Many Scandinavian settlements ended with the suffix –by such as Grimsby and Derby, which came from Old Norse meaning a ‘farmstead or ‘village’. Other common Viking place names ended in –thorpe such as Scunthorpe, meaning ‘a new village’, whilst those ending in –thwaite meant ‘a meadow’ and those ending in –dale ‘a valley’.

Words that have derived from Old Norse include those than begin with sk- such as 'sky' or 'skin' and we even have the Vikings to thank for the word 'law'. The presence of this word in our language, along with other legal terms such as 'wrong', demonstrates how important establishing a legal system in Danelaw was.

As time went on, conflicts began to escalate between the Vikings and their neighbours once more. Alfred used the peace to built his forces up and reinforce his land with multiple forts.

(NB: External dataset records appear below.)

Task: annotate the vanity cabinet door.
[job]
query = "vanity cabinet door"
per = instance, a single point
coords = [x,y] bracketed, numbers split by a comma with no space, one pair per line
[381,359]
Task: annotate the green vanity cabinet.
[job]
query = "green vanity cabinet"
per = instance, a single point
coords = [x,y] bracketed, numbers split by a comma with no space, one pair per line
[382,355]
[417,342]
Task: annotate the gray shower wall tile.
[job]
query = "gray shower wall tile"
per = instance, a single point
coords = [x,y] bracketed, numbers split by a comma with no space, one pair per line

His eldest daughter, Æthelflæd, would lead the fight against the Vikings and lay the foundations for England. After her husband passed away in 911 AD, Æthelflæd took over the governing of the kingdom of Mercia, becoming the Lady of the Mercians. She went on the offensive against the Vikings and over the coming years played a significant role in the conquest of Danelaw.

The Five Boroughs would eventually fall and York would change ownership a couple of times during the early 10th century. In 954 AD, Eric Bloodaxe, one of the most famous Vikings in history and the then King of Northumbria, was finally driven out of the region. Danelaw had officially come to an end.

Although Danelaw was no more in England, the Vikings were far from done on English soil. They retreated, consolidated and successfully conquered the country in the early 11th century. In 1013, Sweyn Forkbeard became the first Danish King of England. His son, Cnut the Great, held the throne until he died in 1035. The Viking presence in England was finally ended in 1066 when an English army under King Harold defeated the last great Viking king, Harald Hardrada of Norway, at the Battle of Stamford Bridge, near York.

Although they were gone, Viking customs and traditions long persisted in the region once known as Danelaw. Even today, traces of Scandinavian DNA can still be found in the local populace of the area.